Produtores apostam no associativismo para driblar crise no Sertão do Ceará

A seca que se instalou no Ceará nos últimos anos afetou sobremaneira quem depende da agricultura para o sustento. Como alternativa, um grupo de expositores de Cedro se organizou para vender produtos em feirinhas

Escrito por Honório Barbosa , regiao@verdesmares.com.br
Legenda: O lucro de cada expositor depende do produto comercializado. No entanto, a média para cada um deles é de um salário mínimo por mês
Foto: Foto: Honório Barbosa

A artesã Gislânia Paz produz peças em barro. O agricultor Francisco Ferreira colhe hortaliças e frutas. O aposentado Osmar Aranha fabrica peças de ferro e de madeira. Os três têm em comum o fato de serem pequenos produtores afetados pela estiagem, e de terem a oportunidade de vender seus produtos em feiras da agricultura familiar em Cedro, no Centro-Sul cearense.

O espaço de comercialização com feiras periódicas, realizadas na zona rural e na sede urbana às sextas-feiras, começou de forma tímida no início deste ano, mas ganhou força no último mês e se transformou em uma chance de ampliar a renda familiar e movimentar a economia informal a partir da comercialização de frutas, verduras, bolos, artesanato e outros produtos da culinária sertaneja.

Esse arranjo, conforme o presidente da Organização das Cooperativas no Brasil (OCB/Sescoop), no Ceará, João Nicédio Nogueira, caracteriza-se como "uma espécie de sistema associativista informal". Ele pondera que embora não haja formação de uma cooperativa propriamente dita, "é um modelo simples e consegue agregar produtores na promoção da venda de bens, favorecendo o coletivo e o individual".

A mesma análise é compartilhada pela presidente da Associação dos Usuários do Açude Ubaldinho, Josefa Ferreira. Ela pondera que, no momento em que a agricultura - principal fonte de renda para a maioria das famílias das zonas rurais - enfrenta uma crise com o advento da estiagem, "as feiras oportunizam uma significativa melhoria na renda dessas pessoas". Cada feira movimenta em média R$ 20 mil e reúne cerca de 70 expositores. "Sou aposentado, mas consigo fazer mais um salário com a venda de hortaliças e algumas frutas", disse o produtor rural Francisco Ferreira. Ele comercializa de 70% a 80% de sua produção orgânica. "Tudo que é produzido nas comunidades é comercializado. O caminho é esse e nosso esforço é dar continuidade e ampliar esse projeto", pontuou Nilson Diniz, presidente da Aprece e prefeito de Cedro.

Ampliação

Diante da boa movimentação financeira alcançada, a gestão local tem adotado mecanismos para inserir mais produtores neste mercado do tipo associativista informal. Uma das medidas é disponibilizar cursos de produção de hortaliças, manejo cultural orgânico, vendas e organização dos pequenos negócios, além de associativismo e gastronomia, com o intuito de capacitar jovens e adultos. Os cursos são ofertados por técnicos da Ematerce, Sebrae, Senac, Senar e Sindicato dos Trabalhadores Rurais em parceria com a Prefeitura de Cedro.

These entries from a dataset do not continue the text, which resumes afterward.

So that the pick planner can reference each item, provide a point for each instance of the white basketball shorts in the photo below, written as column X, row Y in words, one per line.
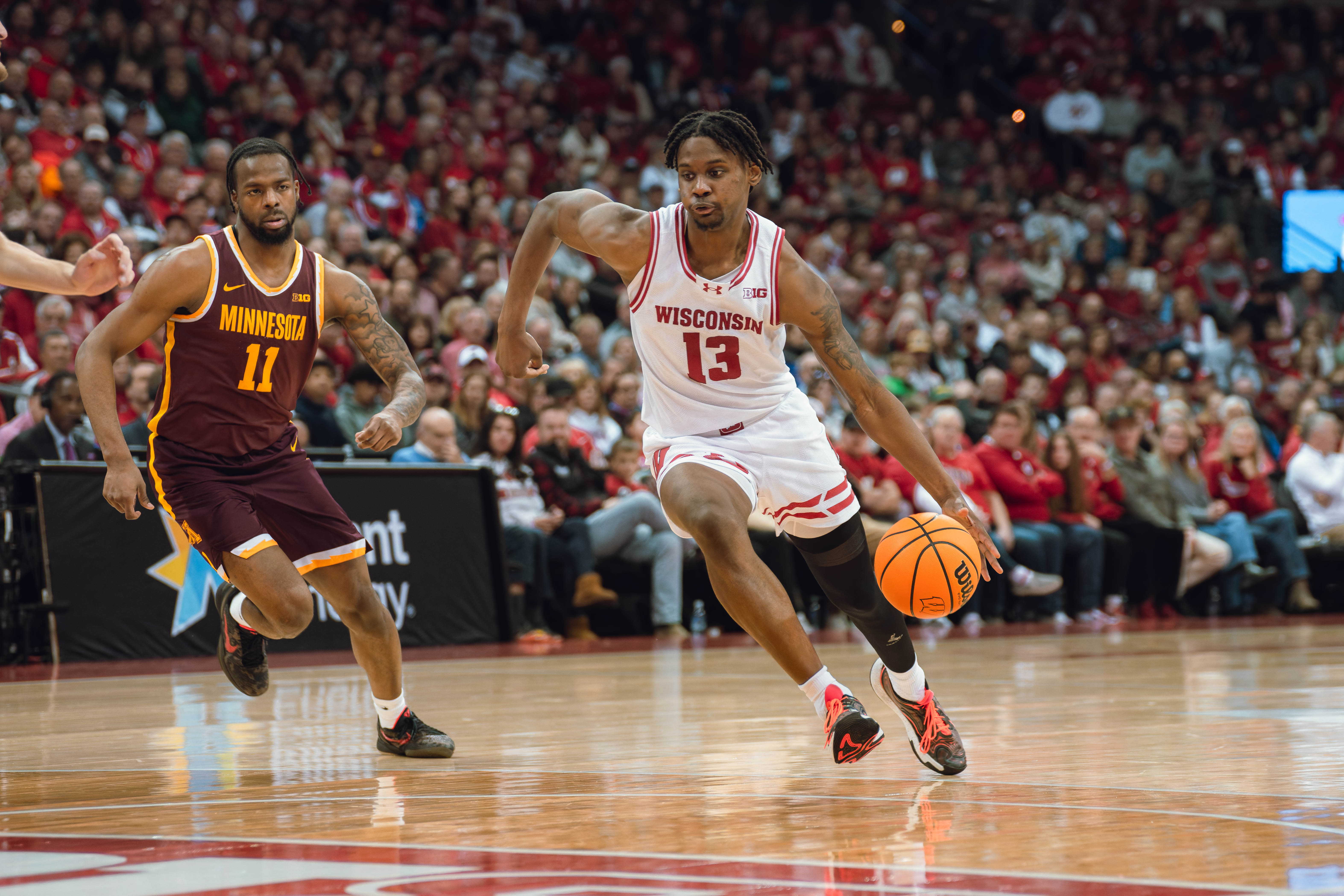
column 784, row 463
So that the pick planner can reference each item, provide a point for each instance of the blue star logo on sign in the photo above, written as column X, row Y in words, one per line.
column 187, row 571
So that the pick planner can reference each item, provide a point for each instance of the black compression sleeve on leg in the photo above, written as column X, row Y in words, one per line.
column 843, row 567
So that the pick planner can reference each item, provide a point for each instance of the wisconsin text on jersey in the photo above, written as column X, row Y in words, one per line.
column 709, row 319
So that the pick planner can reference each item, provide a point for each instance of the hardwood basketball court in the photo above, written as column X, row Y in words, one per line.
column 1202, row 758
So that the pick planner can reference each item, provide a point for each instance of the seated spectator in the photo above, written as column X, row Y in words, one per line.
column 947, row 436
column 1179, row 557
column 1092, row 488
column 1027, row 486
column 21, row 424
column 884, row 486
column 591, row 414
column 1215, row 518
column 627, row 473
column 359, row 402
column 56, row 438
column 315, row 406
column 1237, row 476
column 142, row 390
column 470, row 408
column 1316, row 477
column 436, row 441
column 548, row 547
column 615, row 523
column 56, row 355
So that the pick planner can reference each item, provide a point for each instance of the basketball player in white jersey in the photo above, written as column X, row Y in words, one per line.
column 712, row 288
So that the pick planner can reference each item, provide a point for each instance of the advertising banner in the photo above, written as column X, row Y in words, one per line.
column 135, row 589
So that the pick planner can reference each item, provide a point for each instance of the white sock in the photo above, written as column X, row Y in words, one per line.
column 389, row 711
column 236, row 611
column 815, row 688
column 909, row 684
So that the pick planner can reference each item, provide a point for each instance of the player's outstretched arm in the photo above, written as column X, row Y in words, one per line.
column 583, row 220
column 807, row 303
column 99, row 271
column 350, row 302
column 175, row 284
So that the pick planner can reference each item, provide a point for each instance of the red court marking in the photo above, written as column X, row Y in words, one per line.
column 76, row 867
column 123, row 668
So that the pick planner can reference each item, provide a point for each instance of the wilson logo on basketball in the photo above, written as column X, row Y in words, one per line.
column 966, row 581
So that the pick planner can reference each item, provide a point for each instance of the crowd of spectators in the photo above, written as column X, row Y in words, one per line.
column 1054, row 234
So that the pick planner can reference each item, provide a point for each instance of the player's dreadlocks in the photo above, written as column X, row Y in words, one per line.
column 730, row 130
column 259, row 147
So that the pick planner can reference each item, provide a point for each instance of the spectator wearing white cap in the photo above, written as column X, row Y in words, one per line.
column 1316, row 477
column 1075, row 109
column 93, row 155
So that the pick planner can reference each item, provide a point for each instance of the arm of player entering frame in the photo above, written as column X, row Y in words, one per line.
column 583, row 220
column 807, row 303
column 177, row 284
column 350, row 302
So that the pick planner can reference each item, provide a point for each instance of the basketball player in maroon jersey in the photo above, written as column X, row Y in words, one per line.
column 244, row 310
column 730, row 432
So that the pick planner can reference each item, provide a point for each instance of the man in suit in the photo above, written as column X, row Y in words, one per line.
column 54, row 438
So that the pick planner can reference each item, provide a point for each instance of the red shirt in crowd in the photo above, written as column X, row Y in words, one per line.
column 619, row 488
column 878, row 469
column 971, row 477
column 76, row 222
column 15, row 363
column 1248, row 496
column 1104, row 492
column 1025, row 483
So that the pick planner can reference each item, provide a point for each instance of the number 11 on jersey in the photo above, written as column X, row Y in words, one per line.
column 248, row 384
column 728, row 357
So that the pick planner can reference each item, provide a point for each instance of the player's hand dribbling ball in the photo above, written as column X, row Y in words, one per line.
column 928, row 566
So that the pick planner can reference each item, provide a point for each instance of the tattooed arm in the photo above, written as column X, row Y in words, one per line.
column 807, row 303
column 350, row 302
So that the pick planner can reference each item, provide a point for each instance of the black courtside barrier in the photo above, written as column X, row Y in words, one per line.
column 136, row 590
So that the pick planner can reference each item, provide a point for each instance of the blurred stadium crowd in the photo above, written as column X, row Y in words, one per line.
column 1054, row 232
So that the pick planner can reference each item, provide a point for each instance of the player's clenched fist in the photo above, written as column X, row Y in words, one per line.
column 380, row 435
column 519, row 357
column 124, row 488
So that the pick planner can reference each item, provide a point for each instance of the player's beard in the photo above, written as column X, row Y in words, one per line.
column 269, row 237
column 714, row 221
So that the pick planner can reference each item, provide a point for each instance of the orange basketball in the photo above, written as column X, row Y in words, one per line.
column 928, row 566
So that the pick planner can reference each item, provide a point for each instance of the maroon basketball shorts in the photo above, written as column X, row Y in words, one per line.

O economista Antônio Pereira de Souza defende a expansão da realização das feiras "tanto nos distritos quanto nas cidades" como forma de suprir lacunas financeiras causadas pela seca prolongada dos últimos anos. "É um modelo de negócio que movimenta a economia local", frisou.

Preservação 

As feiras não fomentam apenas a economia local, mas atuam na preservação de costumes e hábitos antigos. Cada agricultor e artesão traz uma história de vida. A raiz está nos antepassados. Eles conservaram a tradição que aprenderam com avós ou pais, como é o caso de Gislânia que desde criança via a avó e a mãe moldando o barro em peças de uso culinário para a sobrevivência da família. "Estou feliz em continuar essa arte", pontua. A felicidade, conforme acrescenta, é ainda maior "por conseguir levantar um bom dinheiro" diante da queda na renda causada pela estiagem no campo. Ela expôs cerca de 200 peças, com preços variando entre R$ 5 e R$ 50".